Recently, my family met the Fletchers, the fictional stars of Dana Alison Levy’s middle grade novel, The Misadventures of the Family Fletcher, which I read aloud to my daughters as we waited for the school bus. The Fletcher family consists of two dads, Jason and Tom, and four boys of diverse racial, ethnic, and religious backgrounds named Sam, Jax, Eli, and Frog (short for Bull Frog, AKA Jeremiah). The Fletchers are different from my family in some ways, but we can relate to many of their daily triumphs and tribulations, such as dealing with awkward questions and rude stares.

Here’s an example from Chapter Five:

In the seats, dozens of grown-ups stared blankly at the Fletchers….

Papa stepped forward, smiling. “I’m Jason Fletcher—please call me Jason. And this is my husband, Tom Anderson.”

Dad reached out his hand, also smiling. They had been through this many times, Eli knew… [He] stared at his spotless desk, his face burning. He wasn’t embarrassed about his family—it wasn’t that. It was just… there were so many of them. And so many boys. He knew the questions were coming.

[…]

“Are those guys all your brothers? How old are they?” Griffin said. […] “You guys don’t look anything alike.”

[…]

“We’re all adopted,” Eli said, edging toward Dad, who was reading the compositions taped to the wall. Eli hoped that the questions would stop now. But before he walked away, he heard Mika say, in a loud whisper, “Why do they have two dads? Don’t they have a mom?”

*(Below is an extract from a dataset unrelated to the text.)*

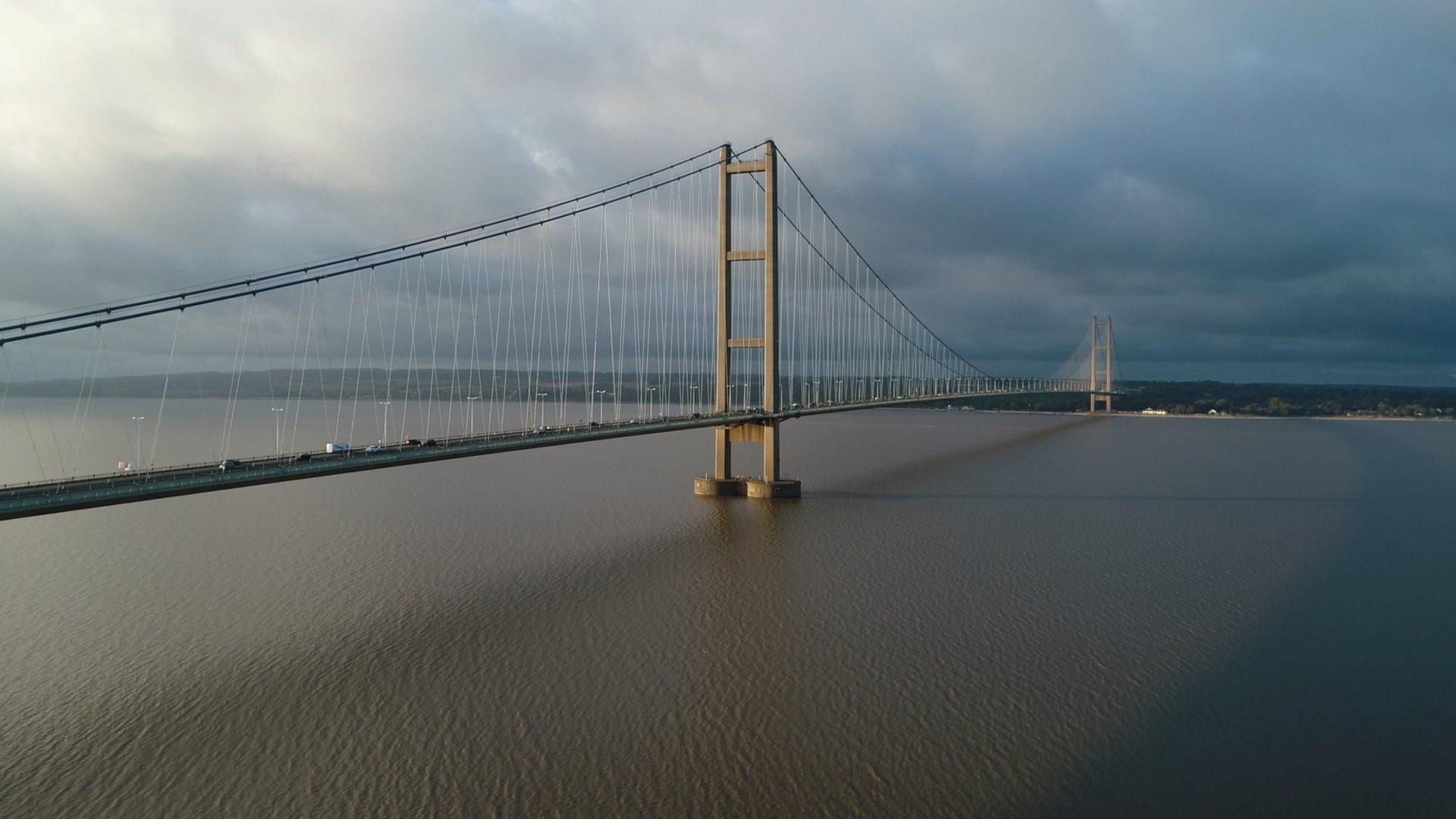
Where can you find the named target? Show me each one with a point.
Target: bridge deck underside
(25, 500)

It was apparently loud enough for Frog to hear too, and before Eli could answer, Frog spoke up. “Of course we had moms! Don’t you even know how babies are made? It takes a man and a woman, and the egg meets the—”

Our family’s situation is different, but we know what it feels like to be on the receiving end of insensitive interrogations because some people don’t understand how our mixed-race family “belongs” together, a topic I explored with my twins in our middle grade novel, Anusha of Prospect Corner.

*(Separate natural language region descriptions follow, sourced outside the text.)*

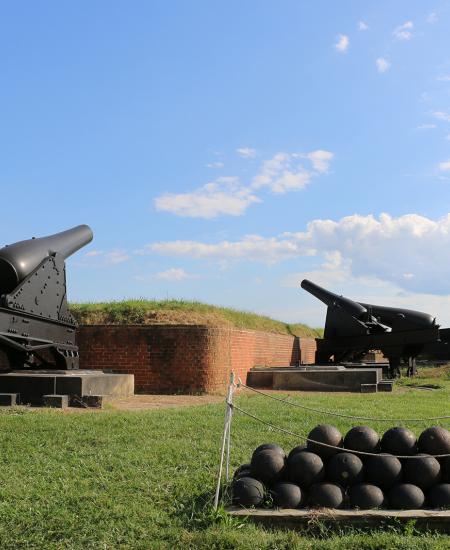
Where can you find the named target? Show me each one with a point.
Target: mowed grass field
(115, 479)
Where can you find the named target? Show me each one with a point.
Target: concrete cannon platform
(320, 378)
(32, 385)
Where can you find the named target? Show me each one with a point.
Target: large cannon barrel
(20, 259)
(330, 299)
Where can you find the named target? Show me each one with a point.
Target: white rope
(305, 438)
(225, 440)
(331, 413)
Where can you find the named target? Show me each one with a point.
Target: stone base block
(314, 378)
(93, 401)
(32, 385)
(369, 388)
(56, 401)
(8, 399)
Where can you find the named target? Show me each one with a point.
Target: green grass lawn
(116, 479)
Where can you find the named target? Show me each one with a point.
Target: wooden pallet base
(424, 520)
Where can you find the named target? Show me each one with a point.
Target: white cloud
(426, 126)
(320, 160)
(116, 257)
(382, 64)
(173, 274)
(227, 195)
(246, 152)
(404, 32)
(442, 115)
(384, 248)
(284, 172)
(342, 44)
(101, 257)
(224, 195)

Like 6-year-old Frog Fletcher, who responds to Mika’s question with a reproductive biology lesson, our Sri Lankan-American Anusha Smyth addresses the ignorance she encounters about where her red hair “comes from” with a science-based answer, a similarity my twins noted as we read Chapter Five together.

We spent time discussing the chapter, in part because it provided a piece of evidence that contributed to my kids’ understanding of the time period of the book. They had been confused about the time period because one of the Fletcher boys had considered taking a paper-route, an old-fashioned job my kids know of only from stories about their Granddad’s childhood.

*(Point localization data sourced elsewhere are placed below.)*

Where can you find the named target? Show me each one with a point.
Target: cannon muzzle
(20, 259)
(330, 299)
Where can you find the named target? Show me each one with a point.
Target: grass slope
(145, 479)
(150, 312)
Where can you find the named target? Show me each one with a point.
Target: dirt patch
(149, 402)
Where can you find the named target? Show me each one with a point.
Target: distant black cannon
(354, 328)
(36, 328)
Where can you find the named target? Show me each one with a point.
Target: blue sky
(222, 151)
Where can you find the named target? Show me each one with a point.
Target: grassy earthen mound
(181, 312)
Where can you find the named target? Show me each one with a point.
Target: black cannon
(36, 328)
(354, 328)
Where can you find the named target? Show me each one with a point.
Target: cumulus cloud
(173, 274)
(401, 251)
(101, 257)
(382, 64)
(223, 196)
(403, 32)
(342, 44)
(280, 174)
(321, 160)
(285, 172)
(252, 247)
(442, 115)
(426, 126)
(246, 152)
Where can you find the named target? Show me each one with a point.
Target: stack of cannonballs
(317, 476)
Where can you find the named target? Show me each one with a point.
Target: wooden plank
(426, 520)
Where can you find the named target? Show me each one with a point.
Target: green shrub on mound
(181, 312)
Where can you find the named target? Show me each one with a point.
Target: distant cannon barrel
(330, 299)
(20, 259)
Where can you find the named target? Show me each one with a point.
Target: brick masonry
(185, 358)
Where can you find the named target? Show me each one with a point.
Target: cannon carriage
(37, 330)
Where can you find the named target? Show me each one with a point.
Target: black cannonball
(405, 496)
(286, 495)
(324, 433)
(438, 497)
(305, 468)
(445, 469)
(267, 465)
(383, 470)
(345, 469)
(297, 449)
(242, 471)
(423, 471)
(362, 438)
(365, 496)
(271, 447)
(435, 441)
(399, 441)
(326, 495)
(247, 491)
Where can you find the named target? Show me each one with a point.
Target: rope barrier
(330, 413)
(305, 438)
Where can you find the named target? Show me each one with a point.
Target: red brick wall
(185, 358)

When my girls learned that Tom is Jason’s husband, my daughter said: “Oh, so they’re married. Then it takes place now because same-sex marriage wasn’t legal until recently.”**

“Sort of,” I replied, noting that the story seems to take place in Massachusetts, where marriage equality became the law well over a decade ago as a result of Goodridge v. Dept. of Public Health, 798 N.E.2d 941 (2003). That decision came down from the Massachusetts Supreme Court at the end of my first semester of law school. I was in Massachusetts at the time, and I wondered how long it would take for marriage equality to reach the rest of the country.

Twelve years later, in Obergefell v. Hodges, the U.S. Supreme Court finally declared that United States Constitution protects the right of same-sex couples to marry. 135 S. Ct. 2584 (2015).

There are some people in our country — such as those responsible for the 2016 Republican Party platform — who want to turn the clock back to a time when real families like the fictional Fletchers had little or no legal protection for their love of each other, but judging from my children’s positive reaction to The Misadventures of the Family Fletcher, I think those people are fighting a losing battle. My kids accept the Fletchers for what they really are: a fun family worth reading about. They and other members of their generation are our future, not those people who want to reinstate the past.

_____________

*We read this book after it was recommended by @raincityjane @thelogonauts on the #diversekidlit twitter chat (for a recap, see here: http://www.thelogonauts.com/2017/04/chat.html)

**A later reference to Minecraft helped us narrow the time period to “pretty much now.”